1000 CV per la Gruppo 5
Se la Procar è competitiva, la versione Gruppo 5 diventa estrema. La categoria consente modifiche radicali e i team privati — soprattutto Schnitzer — si sbizzarriscono con carrozzerie in kevlar e un’impronta sull’aslfalto ancora più larga. Ma il vero salto arriva con i due turbocompressori, portando la potenza a 1000 CV. Hans-Joachim Stuck, con una M1 Gruppo 5 da quattro cifre, vince a Nürburgring e Salzburgring. Riuscendo a domare un’auto difficile, pericolosa, ingestibile su strade normali. Ma che rappresenta la forma più estrema del concetto M1.
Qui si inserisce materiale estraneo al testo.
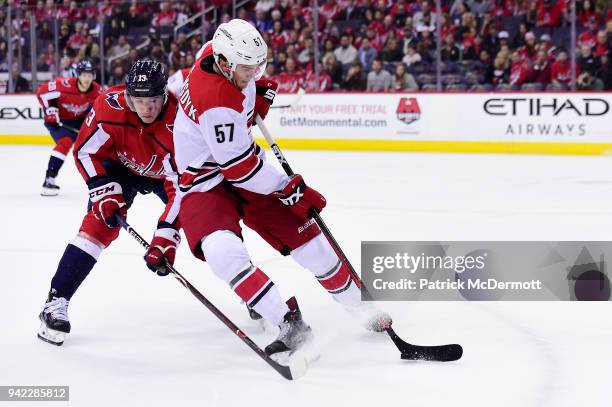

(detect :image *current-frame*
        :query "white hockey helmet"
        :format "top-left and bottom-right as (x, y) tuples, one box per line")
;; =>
(212, 18), (268, 80)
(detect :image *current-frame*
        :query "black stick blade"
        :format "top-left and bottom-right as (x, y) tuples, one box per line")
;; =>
(401, 344), (463, 362)
(386, 327), (463, 362)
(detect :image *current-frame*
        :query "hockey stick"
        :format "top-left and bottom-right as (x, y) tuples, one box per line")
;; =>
(255, 115), (463, 362)
(116, 215), (306, 380)
(59, 123), (80, 135)
(270, 87), (306, 109)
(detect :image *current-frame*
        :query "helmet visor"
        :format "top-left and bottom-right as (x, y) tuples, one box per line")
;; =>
(234, 60), (267, 81)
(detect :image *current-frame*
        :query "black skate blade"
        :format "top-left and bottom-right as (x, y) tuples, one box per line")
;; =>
(386, 327), (463, 362)
(37, 334), (64, 346)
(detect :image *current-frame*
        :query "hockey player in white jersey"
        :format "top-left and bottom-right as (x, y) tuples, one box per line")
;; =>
(174, 19), (391, 355)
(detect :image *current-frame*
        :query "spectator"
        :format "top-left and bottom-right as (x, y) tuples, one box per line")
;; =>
(379, 37), (403, 63)
(358, 37), (378, 71)
(367, 59), (391, 92)
(337, 0), (366, 21)
(254, 9), (272, 33)
(319, 0), (340, 21)
(341, 60), (366, 91)
(391, 63), (419, 92)
(262, 63), (278, 82)
(277, 58), (304, 93)
(519, 31), (537, 61)
(84, 0), (98, 20)
(107, 35), (130, 58)
(104, 16), (126, 41)
(255, 0), (275, 13)
(304, 63), (332, 92)
(440, 34), (460, 62)
(68, 0), (85, 21)
(66, 21), (87, 57)
(576, 72), (604, 91)
(578, 17), (597, 48)
(467, 0), (491, 18)
(485, 54), (510, 86)
(529, 49), (551, 86)
(125, 4), (147, 27)
(593, 30), (610, 57)
(576, 0), (599, 26)
(539, 34), (559, 61)
(510, 51), (531, 89)
(77, 35), (100, 63)
(297, 38), (314, 65)
(152, 1), (176, 27)
(402, 45), (421, 66)
(323, 53), (342, 83)
(269, 20), (289, 50)
(36, 20), (54, 41)
(108, 65), (125, 86)
(12, 65), (30, 93)
(58, 24), (70, 52)
(536, 0), (564, 28)
(413, 0), (438, 32)
(576, 44), (600, 75)
(550, 50), (572, 85)
(597, 55), (612, 89)
(334, 35), (357, 65)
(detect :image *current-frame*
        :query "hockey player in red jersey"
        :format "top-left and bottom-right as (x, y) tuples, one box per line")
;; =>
(38, 60), (180, 345)
(36, 59), (102, 196)
(174, 19), (390, 357)
(168, 42), (210, 97)
(168, 68), (191, 96)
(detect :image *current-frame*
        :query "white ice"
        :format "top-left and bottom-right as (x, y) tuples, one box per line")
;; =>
(0, 146), (612, 407)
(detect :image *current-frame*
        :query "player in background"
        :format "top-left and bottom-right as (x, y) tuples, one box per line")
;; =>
(38, 60), (180, 345)
(36, 59), (102, 196)
(174, 19), (391, 357)
(168, 41), (210, 97)
(168, 68), (191, 97)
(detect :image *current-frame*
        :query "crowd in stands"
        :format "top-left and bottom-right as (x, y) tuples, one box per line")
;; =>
(0, 0), (612, 92)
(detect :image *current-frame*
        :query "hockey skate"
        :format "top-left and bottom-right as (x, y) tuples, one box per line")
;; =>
(40, 177), (59, 196)
(343, 301), (393, 332)
(265, 297), (312, 363)
(38, 293), (70, 346)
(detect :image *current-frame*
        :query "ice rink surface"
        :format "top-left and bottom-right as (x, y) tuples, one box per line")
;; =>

I successi fuori dalla pista
Nonostante la produzione travagliata, la M1 viene accolta con entusiasmo dagli appassionati, dai collezionisti e dai piloti. Non si tratta una supercar comoda, e neppure una vettura semplice da guidare, e forse è proprio questo il suo fascino. BMW ne costruisce 445 esemplari: 399 stradali e 46 Procar, considerando anche una Art Car realizzata da Andy Warhol, dipinta in soli 28 minuti, oggi considerata una delle più iconiche della serie.
Ne appena uscita era un’auto da desiderare, oggi è un pezzo da museo, uno dei modelli più ricercati dai collezionisti e uno dei simboli della collaborazione tra Germania e Italia.
Un progetto irripetibile
La BMW M1 è stata un progetto tormentato, costoso, pieno di ostacoli. Ma proprio per questo è diventata una leggenda. Senza di lei, non avremmo le M3, le M5, le M2 o le M4 come le conosciamo oggi. Era il laboratorio da cui è nata la filosofia della divisione Motorsport. Un’auto tedesca costruita a metà in Italia, con un motore che emozionava e un design capace di invecchiare con una grazia che appartiene solo alle icone dell’automobilismo. Unica come il suo nome, che BMW non ha mai più osato riutilizzare.